After Josh Hawley’s holdup, Senate confirms Tom Nides to be ambassador to Israel, JTA
After Sen. Josh Hawley briefly held up the appointment, the U.S. Senate confirmed Tom Nides, a businessman and a former deputy secretary of state, to be U.S. ambassador to Israel on Wednesday night. It was never clear what objection Hawley, a Republican of Missouri, had to Nides, but he said represented a number of Republicans in advancing the hold on Nides and seven other ambassador nominees this week.

News

U.S. Blacklists Israeli Firm NSO Group Over Spyware, New York Times
In a remarkable breach with Israel over one of its most successful technology companies, the Biden administration on Wednesday blacklisted the NSO Group, saying the company knowingly supplied spyware that has been used by foreign governments to “maliciously target” the phones of dissidents, human rights activists, journalists and others. The firm, and another Israeli company, Candiru, acted “contrary to the national security or foreign policy interests of the United States,” the Commerce Department said, a striking accusation against a business that operates under the direct supervision of the Israeli government.

U.S. wants Israel to convince Sudan’s generals to end coup, Axios
The Biden administration has asked the Israeli government to use its close relations with Sudan’s coup leader and de facto president, Gen. Abdel Fattah al-Burhan, to urge the military to restore the civilian government. Burhan has been central to the Israel-Sudan normalization process over the last two years.
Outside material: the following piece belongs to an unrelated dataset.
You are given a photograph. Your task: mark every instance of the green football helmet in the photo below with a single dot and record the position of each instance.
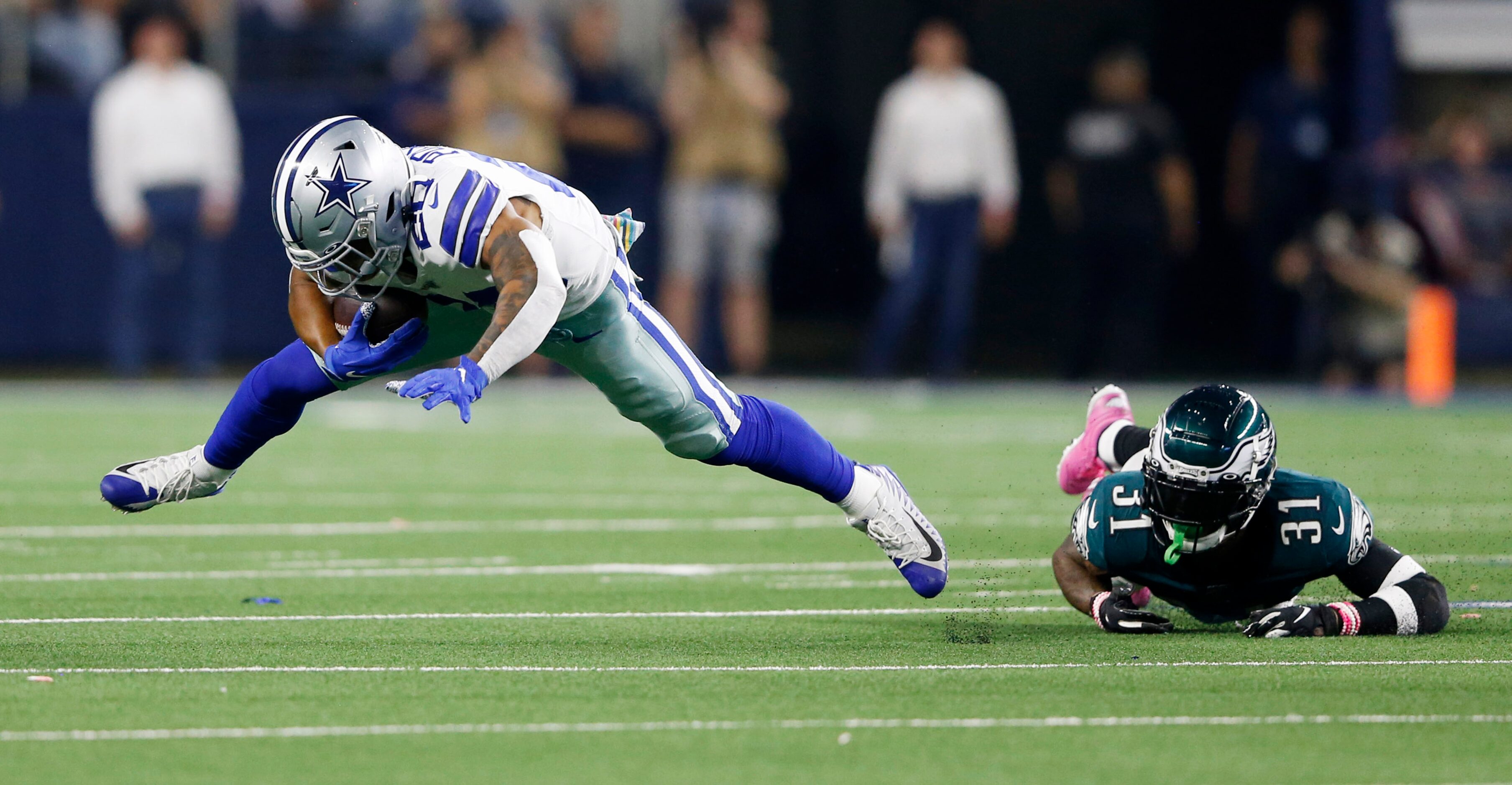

He and other Sudanese generals have been coordinating with contacts in the Israeli national security council and Mossad intelligence agency.

Jerusalem’s Sheikh Jarrah Compromise Rejected Under Palestinian Authority Pressure, Haaretz
Pressure from the office of Palestinian President Mahmoud Abbas led the families facing eviction in Jerusalem’s Sheikh Jarrah neighborhood to reject a compromise proposed by Israel’s Supreme Court that could have prevented the evictions. The heads of the families involved leaned toward accepting the compromise offer, but in the end rejected it on Tuesday under pressure from the Palestinian Authority.

How much of a revolution? 13 key plans in Israel’s new state budget, Times of Israel
The overall budget (Hebrew) marks a major reorientation of Israel’s allocation of resources and financial priorities in the coming years and is based on key principles such as streamlining government operations, upgrading public services, boosting economic competitiveness, cutting back on regulations to support growth in the private and public sectors, limiting Israel’s “non-observed economy,” or shadow economy, boosting transportation, housing, energy and technology infrastructures, and investing in human capital by training and integrating sidelined populations into the workforce.

Opinion and Analysis

In the West Bank, Only the Israeli Government Is Allowed to Steal Land, Haaretz
Zvi Bar’el writes, “Never mind the violation of international law, disdain for international criticism and surrendering to the lords and masters who are living on stolen land. They are already part of a long-standing political culture. But when the survival of this untouchable, carefully coddled government based on the carved-in-stone decision to not arouse diplomatic controversy for fear of tearing this fragile coalition, why build in the settlements?”

NSO Blacklisting Shows Israel’s Cyber Diplomacy Is a Double-edged Sword, Haaretz
Omer Benjakob writes, “The news that Israeli cyberfirms NSO Group and Candiru have been blacklisted by the United States for selling advanced, if not ‘military-grade,’ spyware tools and services shows that Israel’s cyber diplomacy is a double-edged sword. […] The U.S. decision proves that what was once dismissed as a PR problem whose price in terms of optics was small compared to its massive diplomatic payoff is wrong. It is not just liberal media outlets that are concerned with the misuse of Israeli spy tech. It’s the United States itself that is labeling the abuse of this technology as a threat to democracy.”